Pero Josué no era eterno, Josué murió y entonces nos encontramos en la Biblia con un libro que se llama el libro de los Jueces, y en el libro de los Jueces se da este diagnóstico tan triste. En aquella época cada quien hacía lo que le parecía; una vez más, el pueblo estaba perdido, no sabia a quién mirar, no tenían un líder claro, no era la época de los Patriarcas, en que se sabía que el padre de familia era el que dirigía todo; no era la época de Moisés, en que peregrinando por el desierto, había una voz clara que decía: “Esto es lo que Dios quiere de nosotros”.
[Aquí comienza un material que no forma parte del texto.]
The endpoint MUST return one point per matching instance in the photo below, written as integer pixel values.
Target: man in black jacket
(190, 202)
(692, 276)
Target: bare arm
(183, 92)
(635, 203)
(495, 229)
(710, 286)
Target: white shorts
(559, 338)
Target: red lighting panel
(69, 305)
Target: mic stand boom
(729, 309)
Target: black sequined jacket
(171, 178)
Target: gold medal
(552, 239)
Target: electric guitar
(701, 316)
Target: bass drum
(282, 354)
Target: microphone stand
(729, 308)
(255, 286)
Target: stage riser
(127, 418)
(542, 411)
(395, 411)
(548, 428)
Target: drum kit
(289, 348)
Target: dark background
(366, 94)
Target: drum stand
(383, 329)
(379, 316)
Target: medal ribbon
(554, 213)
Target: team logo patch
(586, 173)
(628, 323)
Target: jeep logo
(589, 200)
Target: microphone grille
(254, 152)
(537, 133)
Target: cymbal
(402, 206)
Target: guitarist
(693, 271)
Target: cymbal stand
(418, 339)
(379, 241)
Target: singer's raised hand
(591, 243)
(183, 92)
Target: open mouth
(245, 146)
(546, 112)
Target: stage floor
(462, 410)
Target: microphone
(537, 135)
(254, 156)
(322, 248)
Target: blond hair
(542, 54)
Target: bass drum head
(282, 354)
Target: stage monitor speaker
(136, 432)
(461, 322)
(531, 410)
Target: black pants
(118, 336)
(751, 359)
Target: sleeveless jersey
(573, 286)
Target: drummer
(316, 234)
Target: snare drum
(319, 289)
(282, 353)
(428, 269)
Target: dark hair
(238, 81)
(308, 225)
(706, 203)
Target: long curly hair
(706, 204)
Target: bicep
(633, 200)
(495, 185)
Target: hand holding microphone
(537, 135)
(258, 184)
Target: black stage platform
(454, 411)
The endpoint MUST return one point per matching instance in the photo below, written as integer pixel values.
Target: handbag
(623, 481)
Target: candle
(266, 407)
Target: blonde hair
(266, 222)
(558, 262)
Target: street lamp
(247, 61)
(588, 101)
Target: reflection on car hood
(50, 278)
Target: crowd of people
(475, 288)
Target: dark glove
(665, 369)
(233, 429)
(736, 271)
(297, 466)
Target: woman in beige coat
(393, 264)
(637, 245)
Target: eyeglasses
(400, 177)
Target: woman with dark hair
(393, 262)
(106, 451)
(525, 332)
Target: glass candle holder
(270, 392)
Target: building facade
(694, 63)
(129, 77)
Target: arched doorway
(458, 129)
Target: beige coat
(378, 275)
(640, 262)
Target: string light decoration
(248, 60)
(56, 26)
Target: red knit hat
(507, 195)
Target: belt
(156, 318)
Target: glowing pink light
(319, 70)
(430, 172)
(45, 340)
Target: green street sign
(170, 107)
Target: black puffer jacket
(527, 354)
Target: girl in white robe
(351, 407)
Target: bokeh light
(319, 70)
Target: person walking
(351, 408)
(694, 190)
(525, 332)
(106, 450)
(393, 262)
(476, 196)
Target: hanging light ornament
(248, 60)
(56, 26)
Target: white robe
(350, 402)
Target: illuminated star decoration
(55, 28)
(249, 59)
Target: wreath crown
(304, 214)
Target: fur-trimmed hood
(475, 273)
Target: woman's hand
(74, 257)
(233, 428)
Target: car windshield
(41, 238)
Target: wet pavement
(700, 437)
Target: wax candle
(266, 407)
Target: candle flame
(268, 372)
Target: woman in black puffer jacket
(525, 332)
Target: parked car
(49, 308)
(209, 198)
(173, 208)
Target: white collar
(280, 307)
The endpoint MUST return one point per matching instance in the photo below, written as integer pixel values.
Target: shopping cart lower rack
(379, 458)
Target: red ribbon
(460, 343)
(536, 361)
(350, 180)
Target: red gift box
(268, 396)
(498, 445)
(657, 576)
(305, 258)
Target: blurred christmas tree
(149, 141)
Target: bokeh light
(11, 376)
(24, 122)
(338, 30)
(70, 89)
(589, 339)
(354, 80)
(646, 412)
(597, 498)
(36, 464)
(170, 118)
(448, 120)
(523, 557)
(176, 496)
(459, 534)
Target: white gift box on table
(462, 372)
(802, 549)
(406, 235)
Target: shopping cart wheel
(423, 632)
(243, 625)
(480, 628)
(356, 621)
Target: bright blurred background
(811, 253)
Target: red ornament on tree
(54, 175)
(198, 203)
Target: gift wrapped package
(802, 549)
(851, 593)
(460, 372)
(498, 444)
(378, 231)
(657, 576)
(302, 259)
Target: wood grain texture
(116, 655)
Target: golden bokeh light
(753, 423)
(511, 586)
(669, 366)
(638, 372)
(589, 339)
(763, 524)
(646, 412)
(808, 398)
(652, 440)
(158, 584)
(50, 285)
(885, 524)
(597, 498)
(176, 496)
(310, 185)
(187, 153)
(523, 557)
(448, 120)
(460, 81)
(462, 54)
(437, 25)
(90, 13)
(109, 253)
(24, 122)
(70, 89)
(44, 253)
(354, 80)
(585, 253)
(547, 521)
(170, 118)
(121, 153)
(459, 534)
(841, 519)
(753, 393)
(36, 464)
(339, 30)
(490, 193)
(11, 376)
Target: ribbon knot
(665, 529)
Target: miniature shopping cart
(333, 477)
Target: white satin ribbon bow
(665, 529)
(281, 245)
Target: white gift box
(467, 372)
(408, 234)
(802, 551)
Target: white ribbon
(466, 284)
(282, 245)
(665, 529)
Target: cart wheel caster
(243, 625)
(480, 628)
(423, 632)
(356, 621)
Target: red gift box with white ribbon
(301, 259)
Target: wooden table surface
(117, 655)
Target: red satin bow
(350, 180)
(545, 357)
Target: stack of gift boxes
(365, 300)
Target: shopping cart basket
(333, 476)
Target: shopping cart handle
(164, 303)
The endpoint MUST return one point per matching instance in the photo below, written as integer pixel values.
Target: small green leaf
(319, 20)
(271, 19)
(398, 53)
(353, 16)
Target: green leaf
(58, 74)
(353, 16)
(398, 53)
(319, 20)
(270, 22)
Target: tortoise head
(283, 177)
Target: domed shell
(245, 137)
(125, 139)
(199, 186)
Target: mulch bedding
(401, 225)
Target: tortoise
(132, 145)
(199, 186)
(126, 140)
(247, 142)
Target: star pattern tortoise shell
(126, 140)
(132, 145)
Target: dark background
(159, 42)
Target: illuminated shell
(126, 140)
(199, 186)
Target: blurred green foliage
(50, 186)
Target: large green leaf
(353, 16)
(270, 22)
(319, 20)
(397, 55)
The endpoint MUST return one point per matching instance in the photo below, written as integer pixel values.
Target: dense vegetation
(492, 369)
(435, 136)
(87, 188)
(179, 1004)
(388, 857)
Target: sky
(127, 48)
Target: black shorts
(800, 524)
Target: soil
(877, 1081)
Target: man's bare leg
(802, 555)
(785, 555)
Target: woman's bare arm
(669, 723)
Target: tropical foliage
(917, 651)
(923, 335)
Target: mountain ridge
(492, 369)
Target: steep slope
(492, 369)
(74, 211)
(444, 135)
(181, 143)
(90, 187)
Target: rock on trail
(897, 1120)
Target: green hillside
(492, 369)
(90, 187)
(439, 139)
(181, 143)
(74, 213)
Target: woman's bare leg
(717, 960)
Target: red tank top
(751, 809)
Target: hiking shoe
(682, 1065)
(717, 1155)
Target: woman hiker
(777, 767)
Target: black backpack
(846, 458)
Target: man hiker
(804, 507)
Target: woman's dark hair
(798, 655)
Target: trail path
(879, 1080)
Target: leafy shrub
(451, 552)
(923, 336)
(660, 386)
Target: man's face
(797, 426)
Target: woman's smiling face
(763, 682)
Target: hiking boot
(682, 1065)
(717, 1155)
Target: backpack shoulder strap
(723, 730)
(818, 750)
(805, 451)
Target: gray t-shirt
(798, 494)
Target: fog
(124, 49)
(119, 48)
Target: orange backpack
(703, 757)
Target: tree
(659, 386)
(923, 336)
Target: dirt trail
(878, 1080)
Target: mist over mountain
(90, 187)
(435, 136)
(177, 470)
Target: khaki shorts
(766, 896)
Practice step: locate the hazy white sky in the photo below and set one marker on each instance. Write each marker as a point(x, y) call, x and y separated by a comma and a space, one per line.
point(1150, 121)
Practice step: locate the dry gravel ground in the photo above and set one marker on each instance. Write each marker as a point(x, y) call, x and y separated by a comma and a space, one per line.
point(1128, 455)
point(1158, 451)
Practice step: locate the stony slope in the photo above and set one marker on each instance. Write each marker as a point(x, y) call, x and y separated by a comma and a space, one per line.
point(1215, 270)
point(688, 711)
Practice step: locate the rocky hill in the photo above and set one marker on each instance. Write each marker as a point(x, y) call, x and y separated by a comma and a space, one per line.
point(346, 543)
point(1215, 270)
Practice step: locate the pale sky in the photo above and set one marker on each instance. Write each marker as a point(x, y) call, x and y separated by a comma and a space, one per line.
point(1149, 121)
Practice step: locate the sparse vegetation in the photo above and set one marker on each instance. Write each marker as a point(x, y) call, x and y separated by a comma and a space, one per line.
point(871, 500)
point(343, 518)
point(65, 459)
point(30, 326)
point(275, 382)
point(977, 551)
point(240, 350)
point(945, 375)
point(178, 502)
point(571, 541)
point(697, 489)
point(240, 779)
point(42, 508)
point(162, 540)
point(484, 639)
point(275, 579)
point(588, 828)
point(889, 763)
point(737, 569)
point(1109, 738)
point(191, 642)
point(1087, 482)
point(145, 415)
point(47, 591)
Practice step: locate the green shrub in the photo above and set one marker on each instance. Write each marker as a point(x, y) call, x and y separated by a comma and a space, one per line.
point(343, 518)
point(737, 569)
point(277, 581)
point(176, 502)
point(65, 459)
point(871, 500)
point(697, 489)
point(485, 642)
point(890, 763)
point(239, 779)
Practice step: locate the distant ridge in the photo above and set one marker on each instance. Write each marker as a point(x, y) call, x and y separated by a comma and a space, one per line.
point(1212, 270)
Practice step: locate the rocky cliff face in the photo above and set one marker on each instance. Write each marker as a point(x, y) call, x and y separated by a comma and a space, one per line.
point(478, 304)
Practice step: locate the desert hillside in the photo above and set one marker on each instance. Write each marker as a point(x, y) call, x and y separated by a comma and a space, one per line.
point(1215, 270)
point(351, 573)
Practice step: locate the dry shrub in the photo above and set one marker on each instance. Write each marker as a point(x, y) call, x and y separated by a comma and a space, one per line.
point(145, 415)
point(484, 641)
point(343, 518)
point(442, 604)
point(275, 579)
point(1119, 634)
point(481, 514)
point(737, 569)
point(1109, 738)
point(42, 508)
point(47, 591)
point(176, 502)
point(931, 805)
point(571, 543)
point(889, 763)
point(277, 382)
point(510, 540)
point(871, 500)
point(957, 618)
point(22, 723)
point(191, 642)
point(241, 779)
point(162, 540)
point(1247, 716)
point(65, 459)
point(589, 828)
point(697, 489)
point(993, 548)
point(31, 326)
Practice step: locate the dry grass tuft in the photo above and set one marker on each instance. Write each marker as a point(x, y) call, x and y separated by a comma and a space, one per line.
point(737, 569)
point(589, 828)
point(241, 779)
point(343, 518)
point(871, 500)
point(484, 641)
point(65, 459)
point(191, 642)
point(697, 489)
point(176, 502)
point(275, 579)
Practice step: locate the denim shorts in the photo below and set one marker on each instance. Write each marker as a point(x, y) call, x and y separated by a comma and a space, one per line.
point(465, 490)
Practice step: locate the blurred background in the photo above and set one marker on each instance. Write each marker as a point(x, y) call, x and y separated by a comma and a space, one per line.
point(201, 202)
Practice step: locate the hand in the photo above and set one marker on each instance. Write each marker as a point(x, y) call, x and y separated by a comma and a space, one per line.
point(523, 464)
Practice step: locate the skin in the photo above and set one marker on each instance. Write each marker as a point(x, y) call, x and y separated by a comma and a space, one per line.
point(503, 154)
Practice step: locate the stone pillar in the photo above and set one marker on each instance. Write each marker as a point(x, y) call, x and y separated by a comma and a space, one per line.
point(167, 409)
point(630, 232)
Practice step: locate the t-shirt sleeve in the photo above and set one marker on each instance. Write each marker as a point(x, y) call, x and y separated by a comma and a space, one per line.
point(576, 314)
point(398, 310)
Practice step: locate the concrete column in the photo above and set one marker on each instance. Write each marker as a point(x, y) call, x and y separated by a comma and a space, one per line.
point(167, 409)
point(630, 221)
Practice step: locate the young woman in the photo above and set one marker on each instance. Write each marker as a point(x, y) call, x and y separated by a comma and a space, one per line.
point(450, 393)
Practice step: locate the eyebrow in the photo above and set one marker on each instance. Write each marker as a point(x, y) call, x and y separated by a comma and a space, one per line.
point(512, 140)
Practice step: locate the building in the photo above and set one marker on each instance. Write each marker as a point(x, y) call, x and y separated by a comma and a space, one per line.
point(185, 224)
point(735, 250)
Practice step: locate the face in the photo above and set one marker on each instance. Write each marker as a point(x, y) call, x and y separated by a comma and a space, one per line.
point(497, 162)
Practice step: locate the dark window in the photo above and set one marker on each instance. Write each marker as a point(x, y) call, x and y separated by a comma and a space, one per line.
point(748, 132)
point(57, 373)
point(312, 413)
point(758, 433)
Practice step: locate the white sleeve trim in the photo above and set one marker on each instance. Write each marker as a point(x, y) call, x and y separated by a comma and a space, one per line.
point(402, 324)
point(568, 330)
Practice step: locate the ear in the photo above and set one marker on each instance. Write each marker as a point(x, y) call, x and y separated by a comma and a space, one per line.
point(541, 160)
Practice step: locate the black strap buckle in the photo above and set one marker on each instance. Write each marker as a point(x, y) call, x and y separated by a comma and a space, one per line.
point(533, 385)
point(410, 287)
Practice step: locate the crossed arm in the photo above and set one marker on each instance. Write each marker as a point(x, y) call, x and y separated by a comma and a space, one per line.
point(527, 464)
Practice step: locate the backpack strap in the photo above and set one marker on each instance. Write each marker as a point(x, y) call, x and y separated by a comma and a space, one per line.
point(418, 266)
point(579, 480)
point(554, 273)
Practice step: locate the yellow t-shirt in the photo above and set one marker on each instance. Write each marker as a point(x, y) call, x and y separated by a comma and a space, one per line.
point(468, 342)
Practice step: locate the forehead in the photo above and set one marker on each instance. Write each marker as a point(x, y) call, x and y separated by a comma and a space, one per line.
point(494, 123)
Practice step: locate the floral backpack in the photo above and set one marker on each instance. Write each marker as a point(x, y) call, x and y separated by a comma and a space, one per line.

Ya no tenían esas voces, cada quien hacia lo que le parecía, estaban en una tierra llena de ídolos, era la tierra de Palestina, la palabra "Palestina" viene de “filistin”, es la tierra de los filisteos, eso es lo que significa Palestina, “tierra de filisteos”. Y los filisteos, los habitantes de esa tierra tenían toda clase de creencias religiosas, algunas de ellas bastante extrañas e incluso depravadas.
Algunos de estos pueblos filisteos, por ejemplo, tenían la costumbre de sacrificar niños; cuando tenían que hacer alguna petición particularmente grande a los dioses, entonces en vez de sacrificar un animal, sacrificaban al propio hijo, algunas veces degollándolo y otras veces, ¡oh, espantosa crueldad, quemándolo vivo! Quemaban vivos a sus hijos como queriendo ofrecer ante los dioses algo supremamente precioso, esos eran los filisteos.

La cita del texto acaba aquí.